But we need not go deeply into a history so fresh in the minds of all, as that blot which shows John Bull himself upholding a wretched dissipated monarch against a wife, who, whatever her faults, was still a woman, and whatever her spirit—for she had much of it, and showed it grandly at need—was still a lady. Suffice it to say that ‘John Bull’ was the most violent of the periodicals that attacked her, and that Theodore Hook, no Puritan himself, was the principal writer in that paper.

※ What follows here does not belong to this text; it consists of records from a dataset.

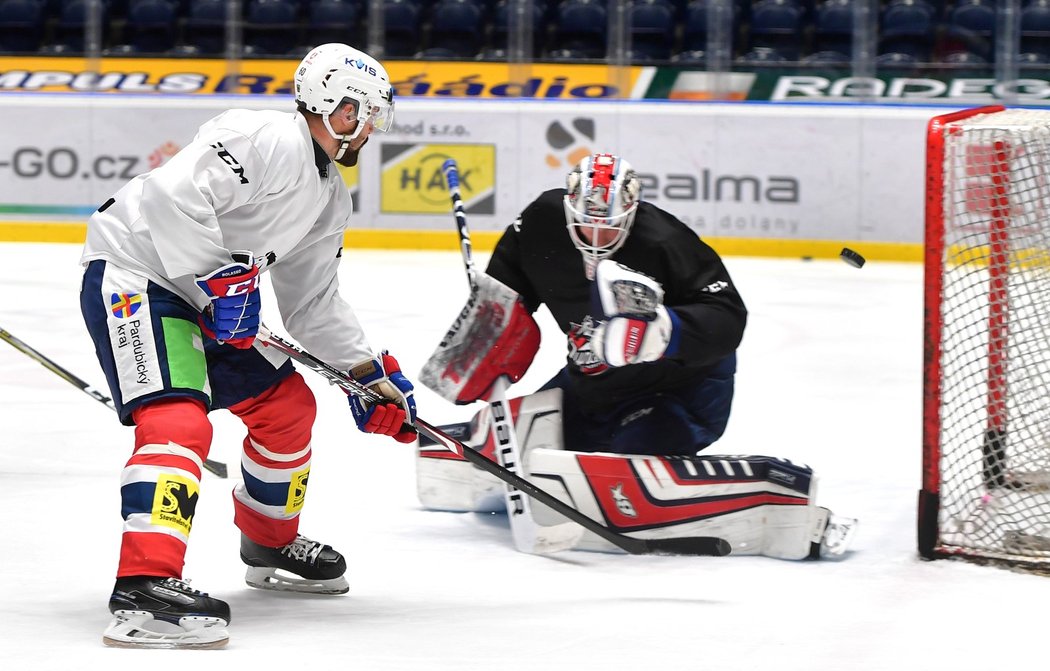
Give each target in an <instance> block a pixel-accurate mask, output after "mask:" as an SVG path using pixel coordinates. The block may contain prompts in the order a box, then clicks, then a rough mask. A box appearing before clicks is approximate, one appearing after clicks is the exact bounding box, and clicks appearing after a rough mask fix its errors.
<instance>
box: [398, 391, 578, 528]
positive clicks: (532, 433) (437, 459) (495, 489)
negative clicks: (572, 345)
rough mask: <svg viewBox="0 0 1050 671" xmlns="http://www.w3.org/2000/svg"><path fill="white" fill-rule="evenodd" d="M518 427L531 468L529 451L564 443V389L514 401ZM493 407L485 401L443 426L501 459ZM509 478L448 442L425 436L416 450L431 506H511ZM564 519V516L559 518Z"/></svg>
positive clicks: (515, 427)
mask: <svg viewBox="0 0 1050 671" xmlns="http://www.w3.org/2000/svg"><path fill="white" fill-rule="evenodd" d="M510 408H511V414H512V415H513V421H514V429H516V433H517V435H518V440H519V443H520V448H521V450H522V456H523V468H524V469H525V473H527V470H528V462H529V453H530V452H531V450H532V449H535V448H545V449H561V448H562V420H561V412H562V390H558V389H554V390H547V391H545V392H539V393H537V394H530V395H528V396H524V397H522V398H517V399H511V400H510ZM490 412H491V411H490V407H489V406H488V405H485V406H484V407H483V408H482V410H481V411H480V412H479V413H478V414H477V415H475V416H474V419H471V420H470V421H469V422H463V423H461V424H453V425H449V426H442V427H441V428H442V431H444V432H445V433H446V434H448V435H449V436H451V437H453V438H456V439H457V440H459V441H461V442H464V443H466V444H468V445H470V446H471V447H474V448H475V449H478V450H480V452H481V453H482V454H483V455H484V456H485V457H487V458H488V459H491V460H493V461H498V456H497V454H496V448H497V446H496V443H495V441H493V440H492V436H491V432H490V431H489V423H490V418H489V413H490ZM503 492H504V487H503V481H502V480H500V479H499V478H497V477H496V476H492V475H490V474H488V473H486V471H484V470H482V469H480V468H478V467H477V466H475V465H474V464H471V463H470V462H469V461H466V460H465V459H463V458H461V457H459V456H457V455H455V454H453V453H450V452H448V450H447V449H445V448H444V447H442V446H440V445H437V444H436V443H433V442H430V441H428V440H426V439H424V438H423V437H420V441H419V446H418V447H417V449H416V494H417V496H418V497H419V502H420V503H421V504H422V505H423V507H424V508H426V509H428V510H449V511H455V512H501V511H504V510H506V504H505V503H504V494H503ZM559 522H564V519H561V517H559Z"/></svg>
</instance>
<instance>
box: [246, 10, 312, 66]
mask: <svg viewBox="0 0 1050 671" xmlns="http://www.w3.org/2000/svg"><path fill="white" fill-rule="evenodd" d="M298 15H299V5H298V3H297V2H295V1H294V0H250V2H249V3H248V8H247V12H246V14H245V54H246V55H248V56H282V55H286V54H288V53H290V51H291V50H292V49H293V48H295V47H296V46H297V45H298V43H299V38H298V35H299V17H298Z"/></svg>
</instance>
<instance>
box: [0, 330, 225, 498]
mask: <svg viewBox="0 0 1050 671" xmlns="http://www.w3.org/2000/svg"><path fill="white" fill-rule="evenodd" d="M0 339H2V340H3V341H4V342H6V343H7V344H9V345H10V347H13V348H15V349H16V350H18V351H19V352H21V353H22V354H24V355H26V356H28V357H29V358H30V359H33V360H35V361H36V362H37V363H39V364H41V365H43V366H44V368H45V369H47V370H48V371H50V372H51V373H54V374H55V375H58V376H59V377H60V378H62V379H63V380H65V381H66V382H69V383H70V384H72V385H74V386H76V387H77V389H79V390H80V391H82V392H84V393H85V394H87V395H88V396H90V397H91V398H93V399H95V400H97V401H99V402H100V403H102V404H103V405H105V406H106V407H108V408H109V410H111V411H113V412H114V413H116V412H117V405H114V404H113V399H111V398H109V397H108V396H106V395H105V394H103V393H102V392H100V391H99V390H97V389H95V387H93V386H91V385H90V384H88V383H87V382H85V381H84V380H82V379H80V378H79V377H77V376H76V375H74V374H72V373H70V372H69V371H67V370H65V369H64V368H62V366H61V365H59V364H58V363H56V362H55V361H53V360H51V359H49V358H47V357H46V356H44V355H43V354H41V353H40V352H38V351H37V350H35V349H34V348H31V347H29V345H28V344H26V343H25V342H23V341H22V340H20V339H18V338H16V337H15V336H14V335H12V334H10V333H8V332H7V331H5V330H4V329H0ZM204 467H205V468H207V469H208V470H210V471H211V473H213V474H215V475H216V476H218V477H219V478H225V477H226V476H227V468H226V464H224V463H223V462H220V461H214V460H212V459H205V461H204Z"/></svg>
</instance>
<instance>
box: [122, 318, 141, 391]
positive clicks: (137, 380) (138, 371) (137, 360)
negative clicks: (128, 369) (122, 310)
mask: <svg viewBox="0 0 1050 671" xmlns="http://www.w3.org/2000/svg"><path fill="white" fill-rule="evenodd" d="M141 324H142V322H141V321H140V320H139V319H133V320H131V321H128V322H124V323H121V324H119V326H118V327H117V348H118V349H119V350H123V349H124V348H126V347H128V345H129V344H130V345H131V354H132V357H133V359H134V368H135V375H137V377H135V381H137V382H138V383H139V384H149V374H148V372H147V371H148V368H147V366H146V352H145V351H144V350H143V344H142V336H141V335H140V334H139V331H140V326H141Z"/></svg>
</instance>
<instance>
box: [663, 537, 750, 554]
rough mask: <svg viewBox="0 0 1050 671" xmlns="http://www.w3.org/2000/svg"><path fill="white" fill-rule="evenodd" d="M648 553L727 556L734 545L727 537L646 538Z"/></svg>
mask: <svg viewBox="0 0 1050 671" xmlns="http://www.w3.org/2000/svg"><path fill="white" fill-rule="evenodd" d="M644 542H645V551H646V553H648V554H695V555H699V557H726V555H727V554H729V553H730V552H732V551H733V546H732V545H730V543H729V541H727V540H726V539H719V538H715V537H713V536H694V537H691V538H679V539H645V540H644Z"/></svg>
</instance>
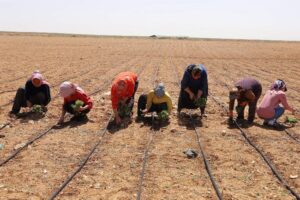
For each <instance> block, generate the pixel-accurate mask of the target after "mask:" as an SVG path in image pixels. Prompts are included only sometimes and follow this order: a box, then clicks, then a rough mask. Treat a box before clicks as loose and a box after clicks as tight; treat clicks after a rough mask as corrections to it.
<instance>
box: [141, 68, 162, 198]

If you can imagine ‘Punch’ turned Conservative, incorporated in one paper with the ‘Morning Herald,’ so that a column of news was printed side by side with one of a jocular character, and these two together devoted without principle to the support of a party, the attack of Whiggism, and an unblushing detraction of the character of one of our princesses, you can form some idea of what ‘John Bull’ was in those days. There is, however, a difference: ‘Punch’ attacks public characters, and ridicules public events; ‘John Bull’ dragged out the most retired from their privacy, and attacked them with calumnies for which, often, there was no foundation. Then, again, ‘Punch’ is not nearly so bitter as was ‘John Bull:’ there is not in the ’London Charivari’ a determination to say everything that spite can invent against any particular set or party; there is a good nature, still, in master ‘Punch.’ It was quite the reverse in ‘John Bull,’ established for one purpose, and devoted to that. Yet the wit in Theodore’s paper does not rise much higher than that of our modern laughing philosopher.
Of Hook’s contributions the most remarkable was the ’Ramsbottom Letters,’ in which Mrs. Lavinia Dorothea Ramsbottom describes all the memory billions of her various tours at home and abroad, always, of course, with more or less allusion to political affairs. The ‘fun’ of these letters is very inferior to that of ‘Jeames’ or of the ’Snob Papers,’ and consists more in Malaprop absurdities and a wide range of bad puns, than in any real wit displayed in them. Of the style of both, we take an extract anywhere:—
’Oh! Mr. Bull, Room is raley a beautiful place. We entered it by the Point of Molly, which is just like the Point and Sally at Porchmouth, only they call Sally there Port, which is not known in Room. The Tiber is a nice river, it looks yellow, but it does the same there as the Thames does here. We hired a carry-lettz and a cocky-olly, to take us to the Church of Salt Peter, which is prodigious big; in the centre of the pizarro there is a basilisk very high, on the right and left two handsome foundlings; and the farcy, as Mr. Fulmer called it, is ornamented with collateral statutes of some of the Apostates.’
We can quite imagine that Hook wrote many of these letters when excited by wine. Some are laughable enough, but the majority are so deplorably stupid, reeking with puns and scurrility, that when the temporary interest was gone, there was nothing left to attract the reader. It is scarcely possible to laugh at the Joe-Millerish mistakes, the old world puns, and the trite stories of Hook ‘remains.’ Remains! indeed; they had better have remained where they were.